The live archive series Neil Young has been releasing over the past half-decade is surely a way to celebrate the best of Young’s long and impressive career. What’s most admirable about it, though, is how it also represents the artist himself, warts and all. After Live at Fillmore East 1970 and Live at Massey Hall 1971 — two brilliant live documents showing Young’s best work with Crazy Horse and solo respectively — the archives have taken some turns. There was the early-solo-career 1968 set on Sugar Mountain: Live at Canterbury House, and then the perplexing but enjoyable Dreamin’ Man ’92. That one gave us solo live versions of the songs that would become Harvest Moon.
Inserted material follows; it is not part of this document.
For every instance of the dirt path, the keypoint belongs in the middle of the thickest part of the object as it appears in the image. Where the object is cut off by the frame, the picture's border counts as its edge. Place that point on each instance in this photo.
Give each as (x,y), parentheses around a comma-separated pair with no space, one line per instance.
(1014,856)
It wasn’t the most exciting set — the versions were fine but missed the album’s sweet layers — but it was a classic Young move. He released the sound he was into at the time, the part of his past he was exploring. We could follow along or not.
In this way, the archive series is just as stubborn and erratic as Neil Young’s studio output, which is what keeps it interesting, and A Treasure is the most intriguing release to date. It’s not the best — those first two installments are untouchable — but it represents a peculiar time in Young’s career and shows that, despite being in limbo he was still energized to perform, to keep pushing and reinventing himself, and to chase down whatever muse hit him in the moment.
The 12 songs here are culled from tours that took place in ’84 and ’85. The tours were not in support of any album in particular — though there’s stuff here that would end up on 1985’s Old Ways — and he wasn’t backed by his label. By ’84, Young had recently released the infamous vocoder-vamp Trans and, then, he stuck Everybody’s Rockin’ right in Geffen’s eye. The album’s ’50s rock ‘n’ roll revivalism was a response to Geffen’s request for a more rock-oriented album from Young, and the label hated the record so much they sued Young over it.
So, for these shows, Neil Young was out on his own and did what he wanted to do: he assembled a country band. The International Harvesters included some long-admired country players including Spooner Oldham and Pig Robbins on piano, Rufus Thibodeaux on violin, Ben Keith on lap steel and guitar, Anthony Crawford on mandolin and so on and so on. The players were many and highly skilled, and the set here shows Young at the head of a rollicking country romp. Opener “Amber Jean” — one of five unreleased songs in the set — kicks up barnyard dust with a tumble-down violin riff and lap steel glides over the ragged tune nicely.
Other tunes like the country waltz of “It Might Have Been”, “Let Your Fingers Do the Walking”, and “Get Back to the Country” ride the same old-time country vibe well. They prove precursors for 1985’s Old Ways but sound far more lively than that often overworked album. Here there are no heavy, languid strings, just fast picking and jangling backing vocals and, in the end, a loose feel to the songs that serves them well. They also mesh nicely with some of the more bluesy rock numbers here. Songs like “Southern Pacific” and “Motor City” are solid here, the guitars full and roiling, and serve as a vast improvement to versions from 1981’s Re-ac-tor, the album on which they appeared.
So Young seems to get it both ways on A Treasure. We see a rough-hewn country side, but he doesn’t neglect his ability to crunch out some rockers. The unreleased material here — particularly closer “Grey Riders” with its thundering solos — prove worthy editions to the Young canon, and are palatable enough for both long-time fans and anyone who might just stumble upon these tunes.
A Treasure shows us a curious side to Young as a performer, and confirms his unpredictable artistic vision, but its biggest feat is salvaging solid songs from subpar albums. Of course, the trouble with that is — while the songs are exponentially better here — they still don’t always represent the best of Young’s songwriting. While this may not sound like Old Ways, what it shares with that record is that this set has a solid overall sound, but the songs themselves don’t always distinguish themselves.
Young’s singing is brittle and sweet here, and the players vital, but if you weren’t told it was Neil Young you might mistake some moments for the musings of an anonymous bar band. While in some ways that speaks to the loose and joyful feel of these recordings — despite the trouble around him, Young sounds for all the world like a carefree singer — it undersells Young’s distinctive voice both as a singer and songwriter. Like many of his more divisive albums, A Treasure finds him digging into a musical itch he needs to scratch — here, the country and western tradition — and while it works better than those records, it still might be more of a compelling and curious piece to the Neil Young story than it is a great live document in its own right.